Qualcomm Said to Explore Takeovers as Chipmakers Consolidate

Updated on
  • Company said to consider NXP among several large acquisitions
  • Also held preliminary talks with Xilinx, did not progress

Qualcomm Inc. has held early talks with several potential targets, including NXP Semiconductors NV, according to people familiar with the matter, as it seeks acquisitions to strengthen its position in a rapidly consolidating industry.

NXP is among companies that Qualcomm, the largest maker of chips for mobile phones, has been studying, the people said, asking not to be identified as the matter isn’t public. It’s also considered a handful of other large acquisitions -- of both domestic and international targets -- in recent months, the people said.

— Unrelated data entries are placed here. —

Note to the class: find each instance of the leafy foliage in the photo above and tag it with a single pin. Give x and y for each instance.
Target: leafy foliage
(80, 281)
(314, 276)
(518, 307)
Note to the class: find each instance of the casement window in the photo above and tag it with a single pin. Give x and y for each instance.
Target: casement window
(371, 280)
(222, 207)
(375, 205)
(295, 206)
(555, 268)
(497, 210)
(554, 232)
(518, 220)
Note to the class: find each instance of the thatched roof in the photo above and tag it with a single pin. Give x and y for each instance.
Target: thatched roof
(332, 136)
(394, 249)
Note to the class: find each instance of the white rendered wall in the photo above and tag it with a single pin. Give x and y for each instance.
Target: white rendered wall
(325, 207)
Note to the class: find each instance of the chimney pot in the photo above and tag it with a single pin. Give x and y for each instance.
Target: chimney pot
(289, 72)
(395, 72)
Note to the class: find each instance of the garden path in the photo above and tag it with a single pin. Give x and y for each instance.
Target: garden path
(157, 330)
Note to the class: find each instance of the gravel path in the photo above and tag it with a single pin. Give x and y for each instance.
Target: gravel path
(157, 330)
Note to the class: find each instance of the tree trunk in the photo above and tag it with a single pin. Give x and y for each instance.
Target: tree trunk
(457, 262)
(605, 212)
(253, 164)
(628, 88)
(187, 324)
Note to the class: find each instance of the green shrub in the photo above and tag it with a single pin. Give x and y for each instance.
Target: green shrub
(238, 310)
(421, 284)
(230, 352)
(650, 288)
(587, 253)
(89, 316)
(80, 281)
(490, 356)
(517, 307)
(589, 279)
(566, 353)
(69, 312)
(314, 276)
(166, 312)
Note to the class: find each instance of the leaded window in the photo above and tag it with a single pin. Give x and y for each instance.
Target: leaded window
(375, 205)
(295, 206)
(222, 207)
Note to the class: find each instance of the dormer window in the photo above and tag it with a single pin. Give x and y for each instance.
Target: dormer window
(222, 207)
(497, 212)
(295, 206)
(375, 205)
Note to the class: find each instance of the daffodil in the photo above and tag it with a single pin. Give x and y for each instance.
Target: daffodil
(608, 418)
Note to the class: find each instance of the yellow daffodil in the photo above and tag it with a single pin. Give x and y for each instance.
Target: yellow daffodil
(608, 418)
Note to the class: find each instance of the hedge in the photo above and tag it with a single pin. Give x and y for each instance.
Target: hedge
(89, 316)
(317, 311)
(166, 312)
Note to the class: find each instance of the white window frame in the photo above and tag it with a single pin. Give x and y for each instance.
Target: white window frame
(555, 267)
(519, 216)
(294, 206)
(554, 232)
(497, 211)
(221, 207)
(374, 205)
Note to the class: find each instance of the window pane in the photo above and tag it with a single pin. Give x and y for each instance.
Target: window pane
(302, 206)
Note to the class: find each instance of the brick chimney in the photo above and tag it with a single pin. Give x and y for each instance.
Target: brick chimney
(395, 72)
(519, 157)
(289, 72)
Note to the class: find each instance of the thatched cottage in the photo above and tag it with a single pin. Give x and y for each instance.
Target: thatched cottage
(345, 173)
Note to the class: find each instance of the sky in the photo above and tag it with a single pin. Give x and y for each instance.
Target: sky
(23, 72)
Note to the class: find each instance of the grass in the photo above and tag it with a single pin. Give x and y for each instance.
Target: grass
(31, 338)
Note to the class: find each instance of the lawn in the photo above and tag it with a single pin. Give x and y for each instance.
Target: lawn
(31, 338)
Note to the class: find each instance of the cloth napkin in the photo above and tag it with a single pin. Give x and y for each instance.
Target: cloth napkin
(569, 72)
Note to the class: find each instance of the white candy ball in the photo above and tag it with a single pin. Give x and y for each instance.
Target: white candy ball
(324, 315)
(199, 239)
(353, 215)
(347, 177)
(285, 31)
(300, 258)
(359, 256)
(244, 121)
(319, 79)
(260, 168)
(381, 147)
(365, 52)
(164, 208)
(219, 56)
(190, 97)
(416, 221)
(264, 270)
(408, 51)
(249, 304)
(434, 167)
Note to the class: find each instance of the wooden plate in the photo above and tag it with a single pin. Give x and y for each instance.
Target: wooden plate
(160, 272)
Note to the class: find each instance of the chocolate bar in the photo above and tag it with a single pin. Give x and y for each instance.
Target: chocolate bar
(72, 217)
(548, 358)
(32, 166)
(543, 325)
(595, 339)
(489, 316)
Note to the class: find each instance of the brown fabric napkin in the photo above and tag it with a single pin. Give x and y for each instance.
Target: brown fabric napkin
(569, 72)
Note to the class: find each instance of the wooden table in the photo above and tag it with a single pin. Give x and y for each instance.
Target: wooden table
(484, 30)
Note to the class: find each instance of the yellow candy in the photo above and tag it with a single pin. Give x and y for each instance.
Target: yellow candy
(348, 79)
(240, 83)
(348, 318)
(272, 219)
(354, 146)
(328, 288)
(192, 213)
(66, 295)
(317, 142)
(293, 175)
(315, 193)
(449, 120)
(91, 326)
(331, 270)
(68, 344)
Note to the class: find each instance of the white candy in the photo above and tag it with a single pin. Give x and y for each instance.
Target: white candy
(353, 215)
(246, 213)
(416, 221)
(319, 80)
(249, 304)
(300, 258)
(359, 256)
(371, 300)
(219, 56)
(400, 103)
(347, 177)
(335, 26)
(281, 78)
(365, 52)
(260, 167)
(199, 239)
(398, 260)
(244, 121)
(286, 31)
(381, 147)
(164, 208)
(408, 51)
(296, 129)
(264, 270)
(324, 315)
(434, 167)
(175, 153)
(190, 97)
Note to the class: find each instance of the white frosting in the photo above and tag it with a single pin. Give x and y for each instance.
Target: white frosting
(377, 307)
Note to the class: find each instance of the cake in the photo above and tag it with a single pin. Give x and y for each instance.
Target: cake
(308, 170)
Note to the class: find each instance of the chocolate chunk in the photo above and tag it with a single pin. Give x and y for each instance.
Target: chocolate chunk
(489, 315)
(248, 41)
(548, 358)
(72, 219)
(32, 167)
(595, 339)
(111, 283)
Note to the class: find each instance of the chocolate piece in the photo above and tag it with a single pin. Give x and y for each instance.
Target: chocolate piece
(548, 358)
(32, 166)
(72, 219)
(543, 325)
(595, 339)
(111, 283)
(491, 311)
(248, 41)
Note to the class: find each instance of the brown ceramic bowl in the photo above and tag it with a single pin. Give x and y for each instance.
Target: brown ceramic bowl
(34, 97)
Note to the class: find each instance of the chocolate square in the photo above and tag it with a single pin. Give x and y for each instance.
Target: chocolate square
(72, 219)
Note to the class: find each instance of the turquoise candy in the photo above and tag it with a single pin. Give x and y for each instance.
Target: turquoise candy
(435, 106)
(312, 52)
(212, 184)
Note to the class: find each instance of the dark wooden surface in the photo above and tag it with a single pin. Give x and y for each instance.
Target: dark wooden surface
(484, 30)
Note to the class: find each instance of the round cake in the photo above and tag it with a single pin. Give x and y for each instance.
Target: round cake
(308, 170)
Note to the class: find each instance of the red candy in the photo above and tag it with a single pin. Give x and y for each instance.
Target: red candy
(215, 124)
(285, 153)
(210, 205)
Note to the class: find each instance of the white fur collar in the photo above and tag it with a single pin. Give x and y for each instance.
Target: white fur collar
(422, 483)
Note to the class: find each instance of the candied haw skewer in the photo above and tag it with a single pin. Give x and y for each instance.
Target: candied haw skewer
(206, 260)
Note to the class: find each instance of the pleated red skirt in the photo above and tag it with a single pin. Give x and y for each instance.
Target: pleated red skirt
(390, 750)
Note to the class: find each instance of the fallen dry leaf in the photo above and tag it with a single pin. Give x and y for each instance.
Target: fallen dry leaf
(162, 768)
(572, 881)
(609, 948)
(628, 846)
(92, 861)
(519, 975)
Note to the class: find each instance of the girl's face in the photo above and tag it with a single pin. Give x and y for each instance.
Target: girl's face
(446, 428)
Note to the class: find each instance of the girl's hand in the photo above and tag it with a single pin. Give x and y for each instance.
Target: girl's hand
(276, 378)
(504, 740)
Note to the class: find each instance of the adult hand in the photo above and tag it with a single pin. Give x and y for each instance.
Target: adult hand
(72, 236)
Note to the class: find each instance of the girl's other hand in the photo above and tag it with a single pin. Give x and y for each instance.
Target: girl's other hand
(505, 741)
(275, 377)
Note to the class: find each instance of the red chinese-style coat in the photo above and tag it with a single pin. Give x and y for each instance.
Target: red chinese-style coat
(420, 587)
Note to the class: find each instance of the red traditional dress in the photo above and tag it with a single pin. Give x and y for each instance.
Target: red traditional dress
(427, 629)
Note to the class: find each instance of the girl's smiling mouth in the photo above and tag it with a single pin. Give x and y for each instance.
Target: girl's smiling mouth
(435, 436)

The chipmaker is under pressure from shareholders who want the company to put its industry-leading $30 billion of cash to work, said a person familiar with the considerations. Management hasn’t yet decided whether to stick with its policy of smaller acquisitions to plug gaps in technology or to pursue a large deal that would transform the company, the person said.

Qualcomm held preliminary takeover talks with Xilinx Inc. earlier this year, the people said. Those discussions didn’t progress, and there’s no guarantee Qualcomm will proceed with any prospective deal now, they said.

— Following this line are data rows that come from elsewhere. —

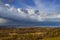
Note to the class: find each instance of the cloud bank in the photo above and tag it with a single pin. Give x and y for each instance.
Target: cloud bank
(45, 10)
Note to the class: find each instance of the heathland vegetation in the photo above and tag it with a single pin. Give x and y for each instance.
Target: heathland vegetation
(37, 33)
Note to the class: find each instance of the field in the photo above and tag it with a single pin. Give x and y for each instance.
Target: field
(37, 33)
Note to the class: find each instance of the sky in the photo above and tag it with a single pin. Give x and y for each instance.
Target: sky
(11, 14)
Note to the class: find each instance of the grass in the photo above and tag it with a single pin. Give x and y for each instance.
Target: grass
(53, 38)
(30, 34)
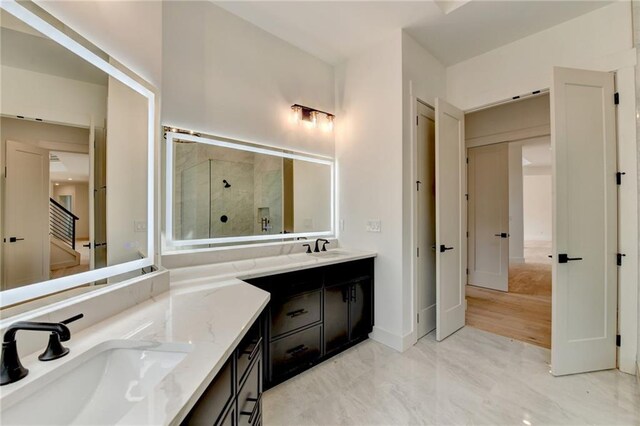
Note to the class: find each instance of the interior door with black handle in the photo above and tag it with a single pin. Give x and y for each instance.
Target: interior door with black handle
(564, 258)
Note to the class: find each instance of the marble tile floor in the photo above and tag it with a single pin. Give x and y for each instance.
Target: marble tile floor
(473, 377)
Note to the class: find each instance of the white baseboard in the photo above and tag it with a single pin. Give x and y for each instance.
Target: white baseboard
(387, 338)
(394, 341)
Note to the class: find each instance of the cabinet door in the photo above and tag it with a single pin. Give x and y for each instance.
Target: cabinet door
(250, 396)
(212, 404)
(360, 309)
(295, 312)
(336, 317)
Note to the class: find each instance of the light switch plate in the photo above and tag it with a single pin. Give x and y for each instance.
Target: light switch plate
(374, 226)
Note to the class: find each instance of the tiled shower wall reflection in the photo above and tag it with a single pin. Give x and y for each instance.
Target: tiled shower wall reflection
(205, 206)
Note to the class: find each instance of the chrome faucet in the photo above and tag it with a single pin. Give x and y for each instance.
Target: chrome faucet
(11, 369)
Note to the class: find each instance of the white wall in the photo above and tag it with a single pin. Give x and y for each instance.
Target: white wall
(537, 207)
(369, 170)
(424, 79)
(516, 213)
(311, 196)
(129, 31)
(126, 173)
(237, 81)
(598, 40)
(51, 98)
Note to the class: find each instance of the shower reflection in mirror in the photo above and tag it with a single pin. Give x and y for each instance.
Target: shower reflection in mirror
(227, 191)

Representatives for Qualcomm, NXP and Xilinx declined to comment.

Qualcomm has largely sat on the sidelines as other chipmakers acquired each other through 2015, making it the biggest year ever for industry consolidation. The rush of dealmaking has continued in 2016: Japan’s SoftBank Group Corp. agreed in July to pay about $32 billion to buy Cambridge, U.K.-based ARM Holdings Plc, while Analog Devices Inc. will acquire Linear Technology Corp. for about $14.8 billion.

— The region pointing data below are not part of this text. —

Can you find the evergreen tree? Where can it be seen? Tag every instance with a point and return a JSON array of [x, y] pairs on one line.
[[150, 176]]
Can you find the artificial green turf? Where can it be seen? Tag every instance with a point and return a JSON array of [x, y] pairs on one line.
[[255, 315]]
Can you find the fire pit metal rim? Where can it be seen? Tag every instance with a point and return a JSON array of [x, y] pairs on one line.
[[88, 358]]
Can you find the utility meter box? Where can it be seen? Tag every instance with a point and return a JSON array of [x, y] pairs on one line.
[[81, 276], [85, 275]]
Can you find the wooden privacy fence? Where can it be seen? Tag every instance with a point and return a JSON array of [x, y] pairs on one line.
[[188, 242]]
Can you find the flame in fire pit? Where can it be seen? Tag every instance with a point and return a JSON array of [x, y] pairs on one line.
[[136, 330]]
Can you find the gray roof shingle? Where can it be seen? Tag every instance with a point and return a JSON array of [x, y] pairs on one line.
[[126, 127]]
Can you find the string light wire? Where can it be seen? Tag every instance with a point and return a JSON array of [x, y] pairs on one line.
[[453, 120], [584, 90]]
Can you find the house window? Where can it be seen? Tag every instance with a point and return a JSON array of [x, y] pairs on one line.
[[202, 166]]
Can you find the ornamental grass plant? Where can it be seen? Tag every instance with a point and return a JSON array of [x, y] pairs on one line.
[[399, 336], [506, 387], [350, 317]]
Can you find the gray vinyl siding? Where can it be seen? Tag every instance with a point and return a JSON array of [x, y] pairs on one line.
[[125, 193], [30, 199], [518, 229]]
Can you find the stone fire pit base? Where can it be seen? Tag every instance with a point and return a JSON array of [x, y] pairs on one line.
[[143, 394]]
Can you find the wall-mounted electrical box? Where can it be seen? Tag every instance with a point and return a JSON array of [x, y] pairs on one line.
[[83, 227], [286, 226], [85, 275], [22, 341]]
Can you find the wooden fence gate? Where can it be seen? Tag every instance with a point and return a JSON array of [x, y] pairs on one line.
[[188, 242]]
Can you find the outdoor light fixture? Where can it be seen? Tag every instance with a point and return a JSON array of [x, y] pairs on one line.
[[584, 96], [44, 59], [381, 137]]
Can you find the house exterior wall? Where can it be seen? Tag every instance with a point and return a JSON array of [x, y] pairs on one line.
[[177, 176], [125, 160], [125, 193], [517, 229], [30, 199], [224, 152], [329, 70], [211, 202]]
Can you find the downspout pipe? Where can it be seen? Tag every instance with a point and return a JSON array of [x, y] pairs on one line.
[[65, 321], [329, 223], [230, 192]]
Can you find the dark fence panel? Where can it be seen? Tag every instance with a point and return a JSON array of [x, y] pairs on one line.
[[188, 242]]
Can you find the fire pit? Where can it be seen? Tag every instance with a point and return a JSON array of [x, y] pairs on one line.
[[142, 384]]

Shares of both Qualcomm and Eindhoven, Netherlands-based NXP jumped Thursday after the Wall Street Journal reported that the companies are in talks about a deal that could be agreed within two to three months. Qualcomm has a market valuation of about $102.6 billion, while NXP is valued at about $35.4 billion. Both stocks gained again Friday with Qualcomm rising 2.3 percent to $69.04 and NXP jumping a further 6.7 percent to $102.56. Xilinx shares rose as much as 3.7 percent to $55.49.

Combining with NXP would create a company with technology that would place it at the center of the growing push to bring more electronics and automation to cars, according to Vijay Rakesh, an analyst at Mizuho Securities. He upgraded his rating on Qualcomm to buy and is predicting the stock will rise to $75.

“We believe a deal here makes significant strategic and financial sense,” he wrote. “The move to automotive transforms the narrative on Qualcomm from handsets to automotive, a secular growth roadmap with connectivity, mobility, and services platforms.”

After rejecting calls to split its semiconductor and licensing units at the end of last year, Qualcomm’s chief executive officer signaled in February that the San Diego-based company is on the lookout for businesses and technologies that will strengthen its position in smartphones and speed its entry into new markets.

“We maintain our balance sheet so that we can take advantage of the environment in the industry today,” Steve Mollenkopf said in a presentation to investors at the company’s headquarters at the time.